滋賀県、京都府、三重県、奈良県、和歌山県、大阪府、兵庫県の近畿地方2府5県と、その近隣県によって構成する近畿ブロック知事会は7月24日、JL、全日空(NH)、国土交通省に減便について陳情。近畿ブロック知事会会長で和歌山県知事の仁坂吉伸氏は「関西空港はアジアゲートウェイ構想の位置づけからも重要で、減便が続くと関空だけでなく、関西圏全体に影響を与える」と憂慮を示した。また、JLやNHへの訪問では「(燃油高による)コスト増で、会社の存続につながる問題」と両社がほぼ同様に説明したといい、「減便を前提とした話で、結論がある感を受けた」と語った。今後は関西圏全体で路線の維持に向け、自治体と経済界で構成する関西国際空港利用促進協議会として月末に改めてJL、NH、国土交通省を訪問するという。
▽外資系に顧客が流れるも市場規模の維持を−旅行会社の反応
大阪で海外旅行を取扱う旅行会社では、今回の国内線の減便、国際線の増便について、残念であるという感情を前提としつつ、「仕方がない」との見方が多い。ロンドン線については、業務渡航系の旅行会社からは「近畿圏からの出張では、ロンドンを訪問するよりも、乗り継ぎ需要の方が多い」として、関西に乗り入れる外資系航空会社を利用する動きにつながるとの考えを示す。一方で、レジャー系では、「減便により、さらに欧州方面が厳しくなる」という意見もある。特に、イギリス方面は「ヨーロッパの中でも苦戦をしているデスティネーション」という旅行会社もあり、JLがロンドン線の運休を検討する背景にあるようだ。
今回の減便は関西だけではなく、中部国際空港でもJLから福岡線と釜山線の運休、NHから台北線の運休について、愛知県は説明を受けたことを認めており、両社ともに燃油費の高騰をその大きな理由として示したという。旅行業界としては、日本旅行業協会(JATA)が打ち出したビジット・ワールド・キャンペーン(VWC)に関西国際空港が協力の姿勢を打ち出しており、発着枠の問題から増便の期待が薄い関東以外での需要拡大に期待もあったところ。

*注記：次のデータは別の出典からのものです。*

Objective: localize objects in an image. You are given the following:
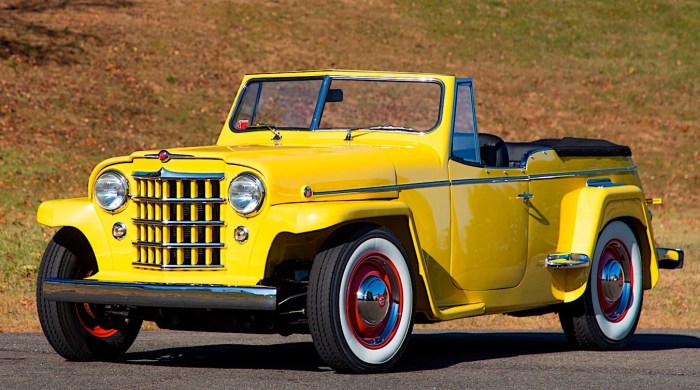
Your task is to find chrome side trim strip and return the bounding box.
[133,168,224,180]
[42,278,277,310]
[545,253,591,269]
[314,180,450,196]
[452,175,529,186]
[314,166,637,196]
[133,241,224,249]
[131,196,226,203]
[586,177,625,188]
[132,218,225,226]
[529,165,637,180]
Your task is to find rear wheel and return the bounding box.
[37,231,142,361]
[559,221,643,350]
[307,227,413,373]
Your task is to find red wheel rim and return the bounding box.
[597,239,634,322]
[75,303,119,339]
[75,270,119,339]
[345,251,403,349]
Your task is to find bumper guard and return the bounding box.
[42,278,277,311]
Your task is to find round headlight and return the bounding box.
[95,171,129,211]
[228,173,265,215]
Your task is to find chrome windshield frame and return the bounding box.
[227,75,445,134]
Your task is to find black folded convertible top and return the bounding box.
[532,137,632,157]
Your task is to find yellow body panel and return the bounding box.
[37,71,658,320]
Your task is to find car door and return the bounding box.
[448,79,531,291]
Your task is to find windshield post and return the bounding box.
[310,76,331,130]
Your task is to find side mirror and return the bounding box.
[326,88,343,103]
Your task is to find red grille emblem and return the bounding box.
[158,150,170,162]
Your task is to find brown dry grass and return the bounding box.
[0,0,700,332]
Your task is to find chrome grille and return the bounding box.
[132,168,226,269]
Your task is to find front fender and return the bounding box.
[36,198,111,264]
[551,185,659,302]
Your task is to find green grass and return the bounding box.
[0,0,700,332]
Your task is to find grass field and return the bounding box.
[0,0,700,332]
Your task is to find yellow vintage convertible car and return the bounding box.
[37,71,683,372]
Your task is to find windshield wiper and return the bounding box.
[246,123,282,141]
[345,125,416,141]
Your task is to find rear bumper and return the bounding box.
[42,278,277,311]
[656,248,685,269]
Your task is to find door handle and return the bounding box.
[515,192,535,202]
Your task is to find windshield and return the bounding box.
[229,78,442,132]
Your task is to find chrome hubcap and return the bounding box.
[357,275,390,326]
[598,240,634,322]
[600,259,625,302]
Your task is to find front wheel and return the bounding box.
[36,230,142,361]
[559,221,643,350]
[307,227,414,373]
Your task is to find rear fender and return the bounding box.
[550,185,659,302]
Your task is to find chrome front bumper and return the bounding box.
[42,278,277,311]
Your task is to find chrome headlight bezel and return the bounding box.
[93,171,129,213]
[228,172,265,216]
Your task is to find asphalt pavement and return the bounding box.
[0,329,700,390]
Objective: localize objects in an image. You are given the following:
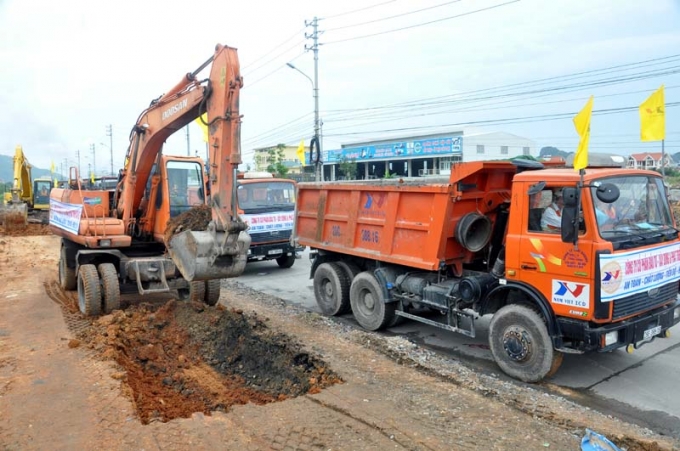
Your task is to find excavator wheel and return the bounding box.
[78,265,102,316]
[177,280,206,303]
[59,246,77,291]
[205,279,221,305]
[99,263,120,313]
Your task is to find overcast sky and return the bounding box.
[0,0,680,173]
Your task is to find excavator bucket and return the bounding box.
[168,229,250,282]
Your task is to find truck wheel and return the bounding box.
[334,261,361,315]
[177,280,205,303]
[78,265,102,316]
[59,246,77,291]
[314,263,349,316]
[489,304,562,382]
[205,279,221,305]
[349,271,395,330]
[276,252,295,269]
[99,263,120,313]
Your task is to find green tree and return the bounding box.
[338,157,357,180]
[267,144,288,177]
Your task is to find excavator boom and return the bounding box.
[117,44,250,281]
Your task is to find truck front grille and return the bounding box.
[612,282,678,319]
[250,230,292,244]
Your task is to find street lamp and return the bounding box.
[286,63,323,182]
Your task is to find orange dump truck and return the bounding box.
[295,161,680,382]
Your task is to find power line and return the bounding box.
[241,27,305,71]
[326,0,461,31]
[327,54,680,113]
[326,102,680,136]
[319,0,397,20]
[323,0,520,45]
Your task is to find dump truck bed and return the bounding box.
[295,162,516,270]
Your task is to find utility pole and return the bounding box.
[106,124,113,175]
[305,17,323,182]
[186,125,191,157]
[88,144,97,177]
[76,150,80,178]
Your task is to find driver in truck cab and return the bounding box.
[541,188,564,233]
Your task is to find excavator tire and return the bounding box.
[205,279,221,305]
[78,265,102,316]
[177,280,206,303]
[99,263,120,313]
[59,246,78,291]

JLに関しては、地方市場を含めた海外旅行市場の活性化という点では、国内線の減便は海外旅行にとって手痛い。市場は燃油サーチャージの高騰で縮小しており、今回の減便はこうした流れに心理的な拍車をかけることも予想される。だが、関西の業務渡航会社が示した他の欧州行き航空会社の利用促進を図るとともに、JLが増便を計画する中国路線を活用し、せめて市場規模は維持したいところだ。